Ce que l'on voit dans la Lune
Le point de départ n'est pas un récit mais un regard. Les grandes plaines sombres de la face visible dessinent, pour qui les regarde d'un certain œil, un animal accroupi aux longues oreilles. Toute l'Asie orientale y a vu un lièvre, quand l'Europe y a vu un visage.
La plus ancienne trace écrite est une question, et elle date des Royaumes combattants. Dans les Questions au ciel, le poète Qu Yuan demande ce que la Lune a de si particulier pour mourir et renaître chaque mois, et ce qu'elle gagne à porter un lièvre dans son ventre. La question suppose que la réponse est connue de tous : le lièvre est déjà là.
L'image se voit ensuite avant de se lire. Sur la bannière de soie peinte retrouvée dans la tombe numéro un de Mawangdui, sous les Han occidentaux, la Lune porte déjà le lièvre et le crapaud, l'un à côté de l'autre. Le lettré Liu Xiang, dans le Wujing tongyi, se demande d'ailleurs pourquoi les deux animaux cohabitent, et répond par la théorie des souffles : la Lune est yin, le crapaud est yang, et l'un se tient auprès de l'autre. Les Dix-neuf poèmes anciens emploient le couple comme un simple synonyme de la Lune : le quinze la pleine lune est ronde, le vingt le crapaud et le lièvre s'échancrent.
Le lièvre qui pile l'élixir
Ce que fait le lièvre est aussi fixe que sa présence. Il pile, dans un mortier, la drogue d'immortalité. Le motif se retrouve au dos des miroirs de bronze des Tang comme sur les laques des Ming, toujours identique : l'animal debout, le pilon levé, le mortier à ses pieds.
C'est cette occupation qui le rattache à la déesse. Celle qui a bu l'élixir et s'est envolée vers la Lune y trouve, ou y emmène selon les versions, l'animal qui le prépare.
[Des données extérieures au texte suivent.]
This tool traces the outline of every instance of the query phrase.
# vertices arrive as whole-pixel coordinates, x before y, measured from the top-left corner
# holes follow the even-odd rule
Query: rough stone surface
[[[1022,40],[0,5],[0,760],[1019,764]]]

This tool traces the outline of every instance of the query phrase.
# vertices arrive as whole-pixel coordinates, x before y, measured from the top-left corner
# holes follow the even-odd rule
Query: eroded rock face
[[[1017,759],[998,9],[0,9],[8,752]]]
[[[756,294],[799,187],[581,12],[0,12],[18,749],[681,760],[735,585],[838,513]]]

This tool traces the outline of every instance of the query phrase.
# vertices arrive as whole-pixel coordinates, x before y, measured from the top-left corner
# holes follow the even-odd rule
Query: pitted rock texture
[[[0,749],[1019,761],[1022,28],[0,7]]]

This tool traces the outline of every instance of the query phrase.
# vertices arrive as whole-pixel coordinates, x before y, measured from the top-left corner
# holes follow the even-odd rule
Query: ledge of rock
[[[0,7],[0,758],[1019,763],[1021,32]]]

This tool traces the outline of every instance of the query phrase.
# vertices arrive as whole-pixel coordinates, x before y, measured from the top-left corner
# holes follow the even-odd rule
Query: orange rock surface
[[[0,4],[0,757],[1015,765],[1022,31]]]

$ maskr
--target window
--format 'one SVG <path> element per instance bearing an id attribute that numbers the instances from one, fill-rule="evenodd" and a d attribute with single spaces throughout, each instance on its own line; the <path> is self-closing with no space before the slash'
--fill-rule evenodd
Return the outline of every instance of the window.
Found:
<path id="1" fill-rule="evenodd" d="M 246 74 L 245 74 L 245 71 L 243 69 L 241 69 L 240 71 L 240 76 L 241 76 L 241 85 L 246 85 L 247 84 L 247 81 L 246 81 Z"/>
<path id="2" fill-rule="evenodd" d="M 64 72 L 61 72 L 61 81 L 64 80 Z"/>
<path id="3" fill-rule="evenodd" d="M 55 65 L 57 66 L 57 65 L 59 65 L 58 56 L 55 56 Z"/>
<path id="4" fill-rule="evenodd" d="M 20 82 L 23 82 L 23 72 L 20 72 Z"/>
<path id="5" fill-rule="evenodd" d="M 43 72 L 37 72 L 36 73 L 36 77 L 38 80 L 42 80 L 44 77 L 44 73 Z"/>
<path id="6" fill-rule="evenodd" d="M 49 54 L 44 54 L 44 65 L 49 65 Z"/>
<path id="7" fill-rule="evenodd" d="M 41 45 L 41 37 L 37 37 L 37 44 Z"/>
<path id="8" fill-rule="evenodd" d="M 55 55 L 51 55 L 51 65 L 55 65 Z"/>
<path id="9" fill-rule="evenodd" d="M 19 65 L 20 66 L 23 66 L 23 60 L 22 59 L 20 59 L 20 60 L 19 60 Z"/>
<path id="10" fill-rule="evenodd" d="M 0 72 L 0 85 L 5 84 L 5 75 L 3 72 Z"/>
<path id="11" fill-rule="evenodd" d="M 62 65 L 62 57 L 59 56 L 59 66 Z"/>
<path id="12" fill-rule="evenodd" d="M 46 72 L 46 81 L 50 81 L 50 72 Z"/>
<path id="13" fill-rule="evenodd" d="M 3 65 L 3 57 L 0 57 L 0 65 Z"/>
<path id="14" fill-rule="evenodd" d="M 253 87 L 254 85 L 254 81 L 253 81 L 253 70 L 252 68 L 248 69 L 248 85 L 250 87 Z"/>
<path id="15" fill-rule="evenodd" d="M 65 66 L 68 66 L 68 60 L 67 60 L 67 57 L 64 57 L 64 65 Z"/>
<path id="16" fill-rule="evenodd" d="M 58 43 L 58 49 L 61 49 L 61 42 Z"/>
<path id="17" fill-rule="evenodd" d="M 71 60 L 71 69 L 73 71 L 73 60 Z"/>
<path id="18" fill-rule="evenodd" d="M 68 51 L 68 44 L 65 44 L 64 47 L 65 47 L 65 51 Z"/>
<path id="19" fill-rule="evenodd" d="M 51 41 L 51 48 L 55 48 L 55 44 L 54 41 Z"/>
Les récits ne s'accordent pas sur l'ordre des choses, et cela n'a jamais gêné personne : le lièvre et la déesse forment un couple d'images plus qu'un récit suivi. L'histoire complète de la déesse est dans la fiche de Chang'E, déesse de la Lune.
Le détail change en traversant la mer. Au Japon et en Corée, le même lièvre lunaire pile non pas un remède mais une pâte de riz, et c'est le gâteau de riz gluant qui sort du mortier. Le geste est resté, son objet a changé de nature.
L'autre lièvre, celui du bûcher
Une seconde tradition, venue de l'Inde avec le bouddhisme, a rejoint la première. Dans un récit des vies antérieures du Bouddha, un ascète affamé demande la charité à des animaux. Chacun apporte ce qu'il trouve ; le lièvre, qui ne sait rien rapporter, se jette lui-même dans le feu pour offrir sa chair. Le dieu Indra, saisi, dessine alors son image sur la Lune afin que tous s'en souviennent. La même histoire se lit dans un recueil de contes japonais du Moyen Âge.
Les deux lièvres n'ont pas la même origine et ne racontent pas la même chose : l'un prépare l'immortalité, l'autre donne sa vie. Ils se sont superposés sans se contredire, et le lièvre de la Lune chinoise porte aujourd'hui les deux lectures.
Le dieu lapin de Pékin

Le dieu lapin de Pékin : tête de lièvre, robe de dignitaire, monture de tigre et fanions au dos.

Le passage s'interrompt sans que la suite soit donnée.